= Globulomaxillary cyst =

Medical condition

The globulomaxillary cyst is a cyst that appears between a maxillary lateral incisor and the adjacent canine. It exhibits as an "inverted pear-shaped radiolucency" on radiographs, or X-ray films.

The globulomaxillary cyst often causes the roots of adjacent teeth to diverge.

This cyst should not be confused with a nasopalatine cyst.

The developmental origin has been disputed. Today, most literature agree based on overwhelming evidence that the cyst is predominantly of tooth origin (odontogenic), demonstrating findings consistent with periapical cysts, odontogenic keratocysts or lateral periodontal cysts.

== History and dispute ==
The globulomaxillary cyst was first described by K. Thoma in 1937.

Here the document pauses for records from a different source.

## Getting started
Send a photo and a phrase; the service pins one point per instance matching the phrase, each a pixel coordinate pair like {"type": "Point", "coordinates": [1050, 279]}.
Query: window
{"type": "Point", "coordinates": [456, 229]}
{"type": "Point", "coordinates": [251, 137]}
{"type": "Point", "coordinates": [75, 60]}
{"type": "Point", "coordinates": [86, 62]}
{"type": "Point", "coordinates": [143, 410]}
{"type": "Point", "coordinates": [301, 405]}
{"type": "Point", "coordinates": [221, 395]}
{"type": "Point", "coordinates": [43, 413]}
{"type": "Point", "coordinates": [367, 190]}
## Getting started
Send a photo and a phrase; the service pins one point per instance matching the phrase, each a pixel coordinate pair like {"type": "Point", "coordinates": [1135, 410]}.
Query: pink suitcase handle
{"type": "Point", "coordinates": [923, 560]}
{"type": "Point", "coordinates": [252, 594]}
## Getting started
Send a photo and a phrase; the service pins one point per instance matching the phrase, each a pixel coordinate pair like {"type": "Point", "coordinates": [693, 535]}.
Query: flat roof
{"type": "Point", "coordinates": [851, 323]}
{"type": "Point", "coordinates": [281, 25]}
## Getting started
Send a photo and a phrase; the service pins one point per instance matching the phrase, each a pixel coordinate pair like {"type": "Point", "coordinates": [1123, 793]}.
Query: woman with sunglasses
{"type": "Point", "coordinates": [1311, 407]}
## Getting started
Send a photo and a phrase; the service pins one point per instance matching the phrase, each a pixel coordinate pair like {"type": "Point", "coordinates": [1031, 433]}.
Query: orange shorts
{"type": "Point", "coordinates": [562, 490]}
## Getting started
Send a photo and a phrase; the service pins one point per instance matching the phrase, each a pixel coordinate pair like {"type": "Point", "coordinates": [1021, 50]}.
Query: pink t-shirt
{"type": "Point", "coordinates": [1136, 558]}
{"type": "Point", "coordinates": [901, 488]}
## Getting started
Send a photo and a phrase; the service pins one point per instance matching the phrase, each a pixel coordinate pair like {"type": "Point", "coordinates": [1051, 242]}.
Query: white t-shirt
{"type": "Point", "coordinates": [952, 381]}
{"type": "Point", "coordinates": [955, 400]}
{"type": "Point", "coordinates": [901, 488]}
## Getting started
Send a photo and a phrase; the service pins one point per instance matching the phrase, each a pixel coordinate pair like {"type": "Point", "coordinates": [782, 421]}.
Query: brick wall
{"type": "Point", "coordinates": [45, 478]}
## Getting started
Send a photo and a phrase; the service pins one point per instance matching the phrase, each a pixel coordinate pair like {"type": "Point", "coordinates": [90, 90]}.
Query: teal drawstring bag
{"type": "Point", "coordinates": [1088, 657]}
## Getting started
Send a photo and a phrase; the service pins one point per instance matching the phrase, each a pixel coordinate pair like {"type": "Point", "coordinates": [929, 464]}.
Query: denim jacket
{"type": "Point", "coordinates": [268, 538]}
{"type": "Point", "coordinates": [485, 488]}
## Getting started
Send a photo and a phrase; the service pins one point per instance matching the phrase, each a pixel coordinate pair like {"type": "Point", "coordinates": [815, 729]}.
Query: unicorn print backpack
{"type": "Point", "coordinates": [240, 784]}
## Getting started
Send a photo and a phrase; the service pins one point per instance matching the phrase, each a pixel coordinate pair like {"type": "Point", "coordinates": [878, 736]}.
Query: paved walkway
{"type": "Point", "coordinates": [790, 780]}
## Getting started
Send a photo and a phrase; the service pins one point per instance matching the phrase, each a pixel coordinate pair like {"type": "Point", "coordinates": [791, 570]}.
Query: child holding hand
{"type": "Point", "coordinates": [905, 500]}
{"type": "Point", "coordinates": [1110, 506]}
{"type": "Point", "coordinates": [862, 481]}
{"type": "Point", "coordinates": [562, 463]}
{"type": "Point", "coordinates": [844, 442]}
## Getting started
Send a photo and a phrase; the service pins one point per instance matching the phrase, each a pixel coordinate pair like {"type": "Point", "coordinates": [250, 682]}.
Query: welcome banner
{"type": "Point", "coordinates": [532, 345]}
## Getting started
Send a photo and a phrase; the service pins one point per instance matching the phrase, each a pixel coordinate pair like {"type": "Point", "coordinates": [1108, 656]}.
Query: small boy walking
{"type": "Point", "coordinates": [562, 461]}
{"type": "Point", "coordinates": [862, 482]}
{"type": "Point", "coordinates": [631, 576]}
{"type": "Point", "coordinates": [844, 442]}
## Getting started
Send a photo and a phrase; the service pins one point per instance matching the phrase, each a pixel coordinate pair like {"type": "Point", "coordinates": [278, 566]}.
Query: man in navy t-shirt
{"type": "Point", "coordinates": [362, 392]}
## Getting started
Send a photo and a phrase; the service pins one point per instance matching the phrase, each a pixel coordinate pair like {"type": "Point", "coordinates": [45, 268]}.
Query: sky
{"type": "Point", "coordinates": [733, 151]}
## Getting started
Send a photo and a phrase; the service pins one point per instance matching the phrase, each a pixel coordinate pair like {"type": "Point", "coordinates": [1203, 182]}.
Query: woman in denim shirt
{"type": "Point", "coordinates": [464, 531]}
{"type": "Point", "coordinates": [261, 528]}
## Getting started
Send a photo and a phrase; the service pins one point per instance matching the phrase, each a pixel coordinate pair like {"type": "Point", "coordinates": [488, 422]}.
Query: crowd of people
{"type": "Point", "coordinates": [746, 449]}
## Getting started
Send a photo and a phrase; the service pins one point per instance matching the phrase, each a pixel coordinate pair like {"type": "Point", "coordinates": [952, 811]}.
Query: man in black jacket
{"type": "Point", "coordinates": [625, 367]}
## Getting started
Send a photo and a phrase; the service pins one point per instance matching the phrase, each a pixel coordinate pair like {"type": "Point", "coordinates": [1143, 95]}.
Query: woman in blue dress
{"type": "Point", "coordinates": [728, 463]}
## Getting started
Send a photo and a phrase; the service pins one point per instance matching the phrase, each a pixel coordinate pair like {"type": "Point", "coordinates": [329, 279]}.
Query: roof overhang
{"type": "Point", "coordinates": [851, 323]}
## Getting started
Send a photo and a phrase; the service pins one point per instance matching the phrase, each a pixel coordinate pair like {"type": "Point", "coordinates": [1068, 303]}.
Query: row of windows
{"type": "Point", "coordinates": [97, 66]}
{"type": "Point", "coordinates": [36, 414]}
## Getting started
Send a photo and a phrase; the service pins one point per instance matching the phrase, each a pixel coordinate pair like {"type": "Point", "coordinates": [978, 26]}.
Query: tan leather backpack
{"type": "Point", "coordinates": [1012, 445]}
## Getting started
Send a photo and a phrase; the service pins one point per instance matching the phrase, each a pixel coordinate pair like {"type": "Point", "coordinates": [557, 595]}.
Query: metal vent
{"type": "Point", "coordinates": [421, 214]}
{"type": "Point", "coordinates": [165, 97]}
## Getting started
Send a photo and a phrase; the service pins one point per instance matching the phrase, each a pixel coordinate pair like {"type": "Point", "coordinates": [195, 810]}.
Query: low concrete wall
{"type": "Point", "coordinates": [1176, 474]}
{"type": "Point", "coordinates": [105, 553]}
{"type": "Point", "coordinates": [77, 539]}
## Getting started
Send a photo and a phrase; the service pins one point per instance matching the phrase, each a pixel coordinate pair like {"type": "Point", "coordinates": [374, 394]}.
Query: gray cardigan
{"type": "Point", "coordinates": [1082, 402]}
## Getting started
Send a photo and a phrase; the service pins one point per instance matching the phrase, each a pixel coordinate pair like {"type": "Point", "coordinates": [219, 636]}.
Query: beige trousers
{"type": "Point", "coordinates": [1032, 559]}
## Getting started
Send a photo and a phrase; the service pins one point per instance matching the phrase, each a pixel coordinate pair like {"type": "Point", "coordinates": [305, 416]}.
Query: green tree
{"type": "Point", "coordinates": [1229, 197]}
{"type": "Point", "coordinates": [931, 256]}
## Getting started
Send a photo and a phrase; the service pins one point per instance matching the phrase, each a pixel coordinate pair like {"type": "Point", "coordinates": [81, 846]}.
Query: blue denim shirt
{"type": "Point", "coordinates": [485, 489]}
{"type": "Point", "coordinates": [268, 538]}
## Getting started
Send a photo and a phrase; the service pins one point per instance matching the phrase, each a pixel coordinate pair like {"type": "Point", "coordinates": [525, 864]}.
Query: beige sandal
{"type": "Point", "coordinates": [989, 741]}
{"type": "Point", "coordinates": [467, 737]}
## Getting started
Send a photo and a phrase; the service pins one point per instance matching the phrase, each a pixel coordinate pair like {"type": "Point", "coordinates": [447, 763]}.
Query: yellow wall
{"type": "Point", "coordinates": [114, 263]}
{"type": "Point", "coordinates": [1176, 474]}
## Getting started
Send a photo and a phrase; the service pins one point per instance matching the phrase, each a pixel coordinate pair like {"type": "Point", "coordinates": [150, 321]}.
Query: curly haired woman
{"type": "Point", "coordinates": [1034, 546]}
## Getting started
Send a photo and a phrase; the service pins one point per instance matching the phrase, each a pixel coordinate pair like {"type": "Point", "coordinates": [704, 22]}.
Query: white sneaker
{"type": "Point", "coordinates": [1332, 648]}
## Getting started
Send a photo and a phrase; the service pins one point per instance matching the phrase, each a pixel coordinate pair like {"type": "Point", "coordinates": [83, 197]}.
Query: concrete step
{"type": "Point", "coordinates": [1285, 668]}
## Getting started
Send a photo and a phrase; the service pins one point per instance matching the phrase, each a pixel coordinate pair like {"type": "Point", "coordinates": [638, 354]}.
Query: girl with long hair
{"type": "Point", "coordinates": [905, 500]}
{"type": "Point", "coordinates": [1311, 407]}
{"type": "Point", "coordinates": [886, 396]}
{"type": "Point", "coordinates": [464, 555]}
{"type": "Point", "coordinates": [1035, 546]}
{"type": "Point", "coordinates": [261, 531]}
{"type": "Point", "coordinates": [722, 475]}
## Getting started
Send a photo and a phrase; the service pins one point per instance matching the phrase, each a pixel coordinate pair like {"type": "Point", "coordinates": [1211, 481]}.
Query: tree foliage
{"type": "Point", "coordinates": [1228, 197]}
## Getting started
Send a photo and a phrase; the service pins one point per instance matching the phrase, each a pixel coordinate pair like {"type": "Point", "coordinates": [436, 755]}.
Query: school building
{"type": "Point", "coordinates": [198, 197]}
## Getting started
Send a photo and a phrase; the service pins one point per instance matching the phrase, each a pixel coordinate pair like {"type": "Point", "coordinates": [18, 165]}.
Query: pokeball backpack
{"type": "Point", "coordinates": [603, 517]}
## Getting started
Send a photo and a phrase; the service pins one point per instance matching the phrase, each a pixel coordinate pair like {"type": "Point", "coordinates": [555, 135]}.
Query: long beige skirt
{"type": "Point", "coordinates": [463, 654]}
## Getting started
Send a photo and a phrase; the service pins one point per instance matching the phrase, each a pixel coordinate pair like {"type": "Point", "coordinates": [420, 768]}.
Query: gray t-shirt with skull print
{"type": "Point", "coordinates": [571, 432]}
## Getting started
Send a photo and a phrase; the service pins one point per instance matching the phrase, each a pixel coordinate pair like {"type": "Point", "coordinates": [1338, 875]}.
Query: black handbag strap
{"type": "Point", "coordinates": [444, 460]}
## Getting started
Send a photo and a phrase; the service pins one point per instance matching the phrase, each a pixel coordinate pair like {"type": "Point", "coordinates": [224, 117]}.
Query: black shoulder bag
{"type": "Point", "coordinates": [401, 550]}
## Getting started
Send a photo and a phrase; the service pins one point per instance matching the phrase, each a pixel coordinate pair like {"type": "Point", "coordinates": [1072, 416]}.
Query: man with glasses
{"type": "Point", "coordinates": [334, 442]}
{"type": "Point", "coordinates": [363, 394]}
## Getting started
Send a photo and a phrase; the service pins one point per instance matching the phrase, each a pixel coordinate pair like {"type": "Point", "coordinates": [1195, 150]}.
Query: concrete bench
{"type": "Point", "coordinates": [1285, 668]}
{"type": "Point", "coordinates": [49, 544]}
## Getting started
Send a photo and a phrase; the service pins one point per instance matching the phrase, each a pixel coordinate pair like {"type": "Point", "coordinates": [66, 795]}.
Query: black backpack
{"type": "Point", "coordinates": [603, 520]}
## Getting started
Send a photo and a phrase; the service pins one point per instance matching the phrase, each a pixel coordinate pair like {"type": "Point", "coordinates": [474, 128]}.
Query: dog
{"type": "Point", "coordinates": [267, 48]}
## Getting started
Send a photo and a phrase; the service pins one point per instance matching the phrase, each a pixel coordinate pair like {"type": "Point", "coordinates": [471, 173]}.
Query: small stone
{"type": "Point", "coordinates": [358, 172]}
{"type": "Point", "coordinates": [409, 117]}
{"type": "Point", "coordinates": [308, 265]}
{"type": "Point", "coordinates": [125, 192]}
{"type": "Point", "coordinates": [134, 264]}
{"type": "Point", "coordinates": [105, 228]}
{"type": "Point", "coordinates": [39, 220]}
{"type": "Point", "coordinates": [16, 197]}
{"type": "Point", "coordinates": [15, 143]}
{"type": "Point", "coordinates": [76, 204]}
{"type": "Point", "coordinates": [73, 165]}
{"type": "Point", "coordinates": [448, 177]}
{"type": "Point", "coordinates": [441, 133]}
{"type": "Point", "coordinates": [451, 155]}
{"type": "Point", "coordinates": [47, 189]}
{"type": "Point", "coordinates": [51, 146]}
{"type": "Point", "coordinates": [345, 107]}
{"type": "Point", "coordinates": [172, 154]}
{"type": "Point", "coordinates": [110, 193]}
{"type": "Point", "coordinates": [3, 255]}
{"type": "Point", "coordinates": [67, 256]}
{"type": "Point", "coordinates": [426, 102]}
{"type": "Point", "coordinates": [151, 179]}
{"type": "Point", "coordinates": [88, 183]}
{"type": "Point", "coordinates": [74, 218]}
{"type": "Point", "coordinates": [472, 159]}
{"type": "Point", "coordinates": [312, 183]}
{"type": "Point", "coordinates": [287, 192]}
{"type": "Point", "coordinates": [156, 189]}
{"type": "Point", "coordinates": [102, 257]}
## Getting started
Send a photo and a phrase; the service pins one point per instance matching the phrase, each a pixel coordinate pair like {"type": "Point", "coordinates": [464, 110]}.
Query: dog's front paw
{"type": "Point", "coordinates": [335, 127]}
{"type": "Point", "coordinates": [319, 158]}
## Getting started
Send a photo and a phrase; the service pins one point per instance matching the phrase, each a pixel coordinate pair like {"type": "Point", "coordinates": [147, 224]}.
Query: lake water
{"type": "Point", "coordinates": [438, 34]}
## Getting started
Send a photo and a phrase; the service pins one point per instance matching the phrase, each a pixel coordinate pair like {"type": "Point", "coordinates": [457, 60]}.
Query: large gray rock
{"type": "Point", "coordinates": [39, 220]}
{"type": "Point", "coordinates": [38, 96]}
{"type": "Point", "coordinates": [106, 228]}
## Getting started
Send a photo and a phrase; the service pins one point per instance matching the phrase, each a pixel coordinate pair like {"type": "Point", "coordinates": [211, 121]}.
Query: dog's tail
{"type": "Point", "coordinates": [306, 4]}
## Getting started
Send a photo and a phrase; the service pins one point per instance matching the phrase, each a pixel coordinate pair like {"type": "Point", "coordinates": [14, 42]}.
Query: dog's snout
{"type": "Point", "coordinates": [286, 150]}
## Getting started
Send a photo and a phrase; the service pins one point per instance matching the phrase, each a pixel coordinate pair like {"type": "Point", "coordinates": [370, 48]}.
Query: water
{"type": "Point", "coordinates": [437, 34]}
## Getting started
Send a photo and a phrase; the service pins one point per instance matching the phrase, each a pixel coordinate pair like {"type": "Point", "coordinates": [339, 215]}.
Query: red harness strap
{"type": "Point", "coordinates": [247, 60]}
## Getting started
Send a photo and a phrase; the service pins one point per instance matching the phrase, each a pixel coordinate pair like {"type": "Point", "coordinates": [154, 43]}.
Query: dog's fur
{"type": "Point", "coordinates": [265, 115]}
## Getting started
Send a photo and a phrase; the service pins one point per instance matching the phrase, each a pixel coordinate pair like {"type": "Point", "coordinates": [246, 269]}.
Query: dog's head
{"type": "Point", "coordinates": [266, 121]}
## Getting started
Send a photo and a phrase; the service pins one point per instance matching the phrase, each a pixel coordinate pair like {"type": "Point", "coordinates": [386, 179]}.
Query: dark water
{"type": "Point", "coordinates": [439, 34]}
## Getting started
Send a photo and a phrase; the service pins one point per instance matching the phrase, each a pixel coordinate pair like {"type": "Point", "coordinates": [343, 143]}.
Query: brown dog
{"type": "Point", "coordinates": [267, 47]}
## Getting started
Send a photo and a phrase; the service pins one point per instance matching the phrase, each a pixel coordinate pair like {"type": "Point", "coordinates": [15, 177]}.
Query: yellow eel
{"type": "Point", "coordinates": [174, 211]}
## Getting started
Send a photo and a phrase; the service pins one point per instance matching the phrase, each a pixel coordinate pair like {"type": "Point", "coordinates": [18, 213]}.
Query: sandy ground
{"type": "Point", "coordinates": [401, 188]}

In 1970, Thomas F. Christ of Emory University wrote a paper disputing the existence of the globulomaxillary cyst. Out of 36 supposed case reports, only 3 of them seemed plausible.

In 1993, Nisha J. D'Silva and Leigh Anderson, both of the University of Washington, argued that the globulomaxillary cyst exists. They argued that Christ's view of facial development was incorrect, and that fusion of facial processes does in fact occur.

In 2011, a team of researchers at the University of Regensburg analyzed 17 supposed cases of globulomaxillary cysts. Instead, they found seven lateral periodontal cysts, two radicular cysts, two keratocystic odontogenic tumours, one adenomatoid odontogenic tumour, one periapical granuloma, one residual cyst, and one undefined jaw cyst.

==Treatment==
Treatment is usually by enucleation.